In another moment of his usual detachment from political reality, Labrador assured his exile by not voting for Speaker John Boehner’s re-election. He’ll chose to call it a “matter of conscience.” The rest of us will call it what it is: a “matter of betrayal of constituents.” If you want to fly your own single-seat plane into a cliff for personal reasons of conviction, that’s “conscience.” When you take 650,000 people with you, that’s betrayal. Not actively supporting your leadership when leadership needs your support is the closest Raul will get to piloting his own plane again. He’ll disappear from Boehner’s radar for about every purpose.

As for Boehner, he’ll spend the next two years in an even more ineffective role than the last two. He can’t speak for all of his own caucus. In fact, 16 of his members voted against him to keep his job and, if another 15 had changed their votes, he wouldn’t have made the first ballot cut. Messages there? You bet. Boehner will be able to do nothing the nutty right fringe doesn’t allow unless he gets some Democrats to go along.

And former Speaker Dennis Hastert – on Fixed News – had an experienced warning about such coalitions for ol’ John: “Maybe you can do it once; maybe you can do it twice. But you start making deals when you have to have Democrats to pass legislation, you’re not in power anymore.”

Then there’s this. While more than 82% of Americans disapprove of Congress and what it’s been doing – or rather, not doing – the evidence is overwhelming members don’t care. It used to be such polling numbers would send those folks home to apologize and promise they’d never do again whatever it was that put them in such disfavor. Now, they don’t care.

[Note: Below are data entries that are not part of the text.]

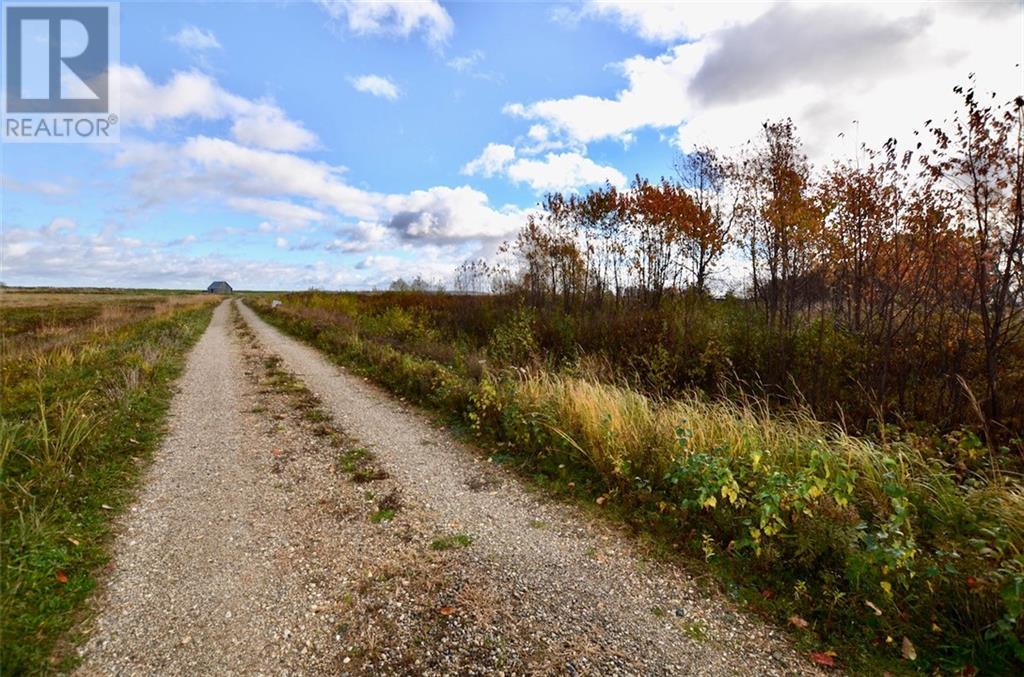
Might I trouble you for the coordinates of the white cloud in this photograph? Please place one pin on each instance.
(494, 160)
(655, 96)
(557, 171)
(269, 183)
(197, 94)
(665, 22)
(376, 85)
(68, 257)
(444, 214)
(467, 61)
(393, 17)
(890, 67)
(195, 39)
(49, 188)
(563, 171)
(287, 215)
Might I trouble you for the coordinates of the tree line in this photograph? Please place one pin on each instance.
(911, 261)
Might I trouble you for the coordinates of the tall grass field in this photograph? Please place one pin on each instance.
(898, 548)
(86, 382)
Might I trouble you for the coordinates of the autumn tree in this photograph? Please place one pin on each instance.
(707, 234)
(981, 164)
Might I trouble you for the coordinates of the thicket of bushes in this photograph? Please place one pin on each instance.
(869, 539)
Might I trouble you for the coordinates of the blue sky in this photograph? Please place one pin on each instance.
(339, 144)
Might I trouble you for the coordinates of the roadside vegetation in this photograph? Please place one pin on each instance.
(841, 438)
(86, 382)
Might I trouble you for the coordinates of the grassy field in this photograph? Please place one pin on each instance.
(86, 384)
(896, 551)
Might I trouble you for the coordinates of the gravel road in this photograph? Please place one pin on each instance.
(251, 552)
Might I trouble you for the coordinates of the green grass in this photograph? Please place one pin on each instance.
(386, 514)
(794, 515)
(79, 423)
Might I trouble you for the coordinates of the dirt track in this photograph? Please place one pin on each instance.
(249, 552)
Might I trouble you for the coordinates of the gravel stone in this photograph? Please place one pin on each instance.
(252, 552)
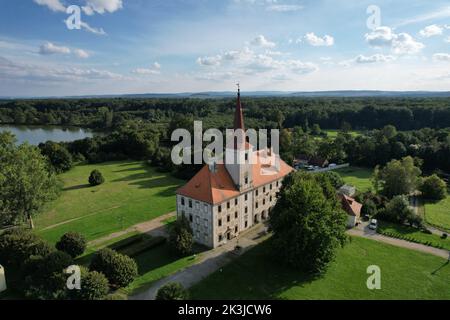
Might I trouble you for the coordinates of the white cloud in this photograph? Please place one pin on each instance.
(284, 8)
(401, 43)
(209, 61)
(54, 5)
(102, 6)
(374, 58)
(441, 57)
(80, 53)
(432, 30)
(261, 41)
(153, 70)
(10, 70)
(316, 41)
(97, 31)
(49, 48)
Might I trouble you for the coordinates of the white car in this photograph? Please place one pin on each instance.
(373, 224)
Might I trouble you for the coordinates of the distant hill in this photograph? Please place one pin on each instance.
(227, 94)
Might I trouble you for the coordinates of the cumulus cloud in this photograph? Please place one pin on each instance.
(54, 5)
(261, 41)
(96, 31)
(325, 41)
(401, 43)
(374, 58)
(284, 7)
(153, 70)
(210, 61)
(441, 57)
(432, 30)
(49, 48)
(80, 53)
(102, 6)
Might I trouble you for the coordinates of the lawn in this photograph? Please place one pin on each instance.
(357, 177)
(405, 274)
(156, 264)
(438, 214)
(133, 193)
(413, 234)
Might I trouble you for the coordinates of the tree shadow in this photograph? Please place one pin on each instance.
(79, 187)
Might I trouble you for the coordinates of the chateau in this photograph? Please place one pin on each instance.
(225, 199)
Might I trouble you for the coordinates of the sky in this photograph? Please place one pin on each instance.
(168, 46)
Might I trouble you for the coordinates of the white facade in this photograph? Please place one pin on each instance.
(214, 225)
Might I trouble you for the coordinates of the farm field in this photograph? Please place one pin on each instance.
(132, 193)
(406, 274)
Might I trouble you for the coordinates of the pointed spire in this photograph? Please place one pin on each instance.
(239, 116)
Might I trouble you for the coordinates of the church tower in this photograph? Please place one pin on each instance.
(239, 152)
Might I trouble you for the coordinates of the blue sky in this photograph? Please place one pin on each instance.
(140, 46)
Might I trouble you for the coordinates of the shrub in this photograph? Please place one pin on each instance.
(181, 238)
(433, 188)
(72, 243)
(94, 286)
(96, 178)
(120, 270)
(172, 291)
(17, 245)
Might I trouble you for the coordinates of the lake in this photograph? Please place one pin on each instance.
(37, 134)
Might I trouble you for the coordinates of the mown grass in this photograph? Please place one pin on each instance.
(357, 177)
(133, 193)
(405, 274)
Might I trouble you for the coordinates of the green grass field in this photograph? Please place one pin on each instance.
(438, 214)
(357, 177)
(405, 274)
(133, 193)
(400, 231)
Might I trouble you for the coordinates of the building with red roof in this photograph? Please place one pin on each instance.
(224, 199)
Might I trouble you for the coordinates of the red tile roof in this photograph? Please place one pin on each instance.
(215, 188)
(351, 205)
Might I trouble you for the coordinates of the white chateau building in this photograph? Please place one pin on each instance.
(225, 199)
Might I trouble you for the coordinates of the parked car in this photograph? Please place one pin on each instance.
(373, 224)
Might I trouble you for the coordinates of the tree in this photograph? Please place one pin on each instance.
(398, 177)
(26, 182)
(96, 178)
(398, 210)
(17, 245)
(172, 291)
(94, 286)
(433, 188)
(119, 269)
(369, 208)
(72, 243)
(334, 178)
(308, 223)
(180, 237)
(58, 155)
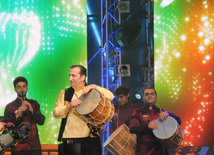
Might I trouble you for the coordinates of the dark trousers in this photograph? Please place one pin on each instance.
(82, 146)
(27, 152)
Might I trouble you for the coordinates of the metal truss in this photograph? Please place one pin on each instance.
(110, 57)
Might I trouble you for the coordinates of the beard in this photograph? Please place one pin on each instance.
(149, 103)
(22, 95)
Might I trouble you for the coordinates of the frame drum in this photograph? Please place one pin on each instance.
(121, 142)
(169, 133)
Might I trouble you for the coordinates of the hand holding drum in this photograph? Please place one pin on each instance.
(169, 133)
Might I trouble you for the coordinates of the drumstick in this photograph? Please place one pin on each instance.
(149, 117)
(164, 127)
(164, 123)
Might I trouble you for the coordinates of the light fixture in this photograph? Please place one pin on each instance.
(124, 70)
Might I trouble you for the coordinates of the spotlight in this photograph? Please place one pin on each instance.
(124, 70)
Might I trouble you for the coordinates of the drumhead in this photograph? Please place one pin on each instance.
(89, 102)
(171, 126)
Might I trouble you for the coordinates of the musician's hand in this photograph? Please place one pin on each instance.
(2, 126)
(29, 107)
(20, 110)
(163, 115)
(152, 125)
(88, 88)
(73, 103)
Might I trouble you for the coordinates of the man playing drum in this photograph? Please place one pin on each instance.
(124, 109)
(143, 123)
(79, 137)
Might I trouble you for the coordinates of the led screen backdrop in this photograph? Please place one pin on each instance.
(184, 65)
(41, 39)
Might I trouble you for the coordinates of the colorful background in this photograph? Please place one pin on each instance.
(184, 65)
(40, 40)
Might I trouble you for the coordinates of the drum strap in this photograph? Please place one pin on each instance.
(94, 131)
(68, 96)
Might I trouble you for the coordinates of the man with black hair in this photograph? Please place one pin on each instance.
(23, 110)
(143, 122)
(79, 137)
(124, 109)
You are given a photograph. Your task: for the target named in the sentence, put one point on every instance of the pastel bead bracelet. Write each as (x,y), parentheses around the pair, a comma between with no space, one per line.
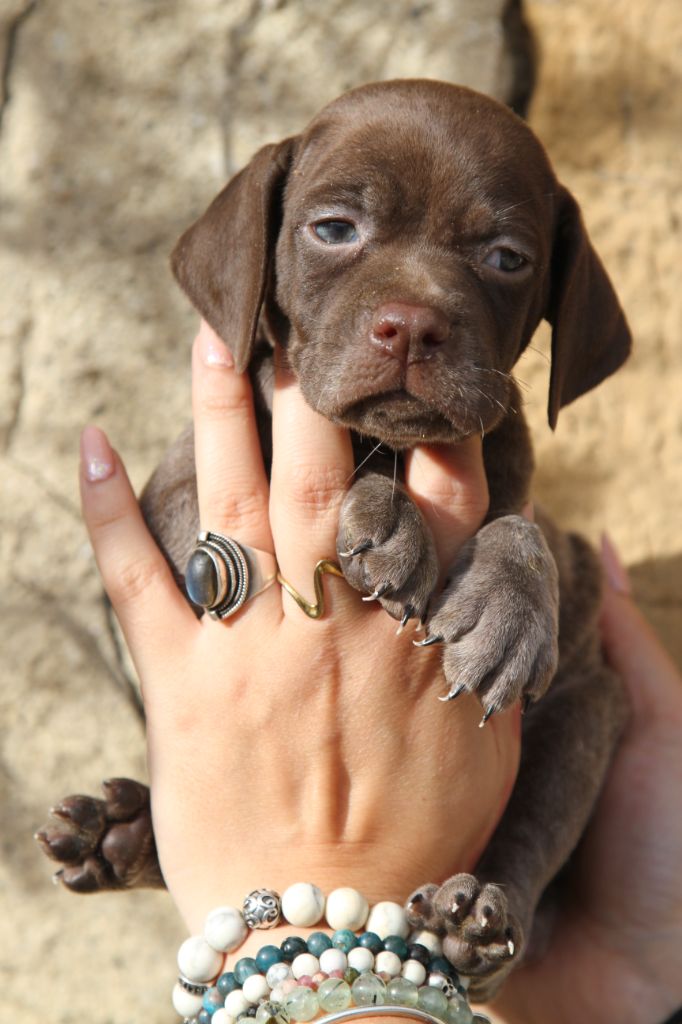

Two reasons. First, the districts have been redrawn to protect the majority party – in this case, the 2010 census numbers were massaged in favor of House Republicans. House Democrats would likely have done the same were they in power in 2011. The GOP just happened to have the majority at the time of the most recent census. So they aren’t as vulnerable to the various voter mood swings as in the past.

Second, money. If you’ve got a billionaire or Super PAC behind you, there’s no need to go looking for $5 and $10 donations at home. Karl Rove, the Koch boys, Adeleson, Standfield and the rest have direct deposit slips to your account. The more fringy – the more to the right – the more gullible – the more eager to kiss a rich finger ring – to be led, – the better. So you keep the big guys with the big bucks happy and enjoy the ride.

The other thing that’s already effectively reduced the Speaker’s clout is that group of 30-40 ideologues he can’t control. You can’t appease ‘em. You can’t buy ‘em off. You can’t lead ‘em. And they won’t shut up. They’ll continue to undercut Boehner’s authority at every turn.

Finally, as if his old political body didn’t already carry enough scars, Boehner grabbed the dull rhetorical knife and cut his own wrists by saying he would no longer communicate – coordinate – confer – negotiate – with the White House. Now, consider his weakened position within his own caucus, his already proven need to rely on Democrats when big issues come around and the fact he represents only one-half of one-third of the three branches of our government. In recent days, a vice president and a senator put together the grand “cliff” bargain without him and Boehner was left to fight it out with his own Republicans to get the deal done. Which he couldn’t have done without what? Without Democrats. And what did wise former Speaker Hastert warn him? “You do that and you’re no longer in power.”

So Boehner has turned his back on the president. And Labrador has turned his back on Boehner. Boehner may be able to build a coalition or two now and then as needed.

Labrador? Well, he can make the rounds of the rubber chicken circuit of far right believers and crow about his “matters of conscience.”

There’s gonna be an election in 2014 in which both men have an interest. I’d make book on Boehner. Labrador? You’ll probably find him at the airport. Sitting in his little airplane. All by himself.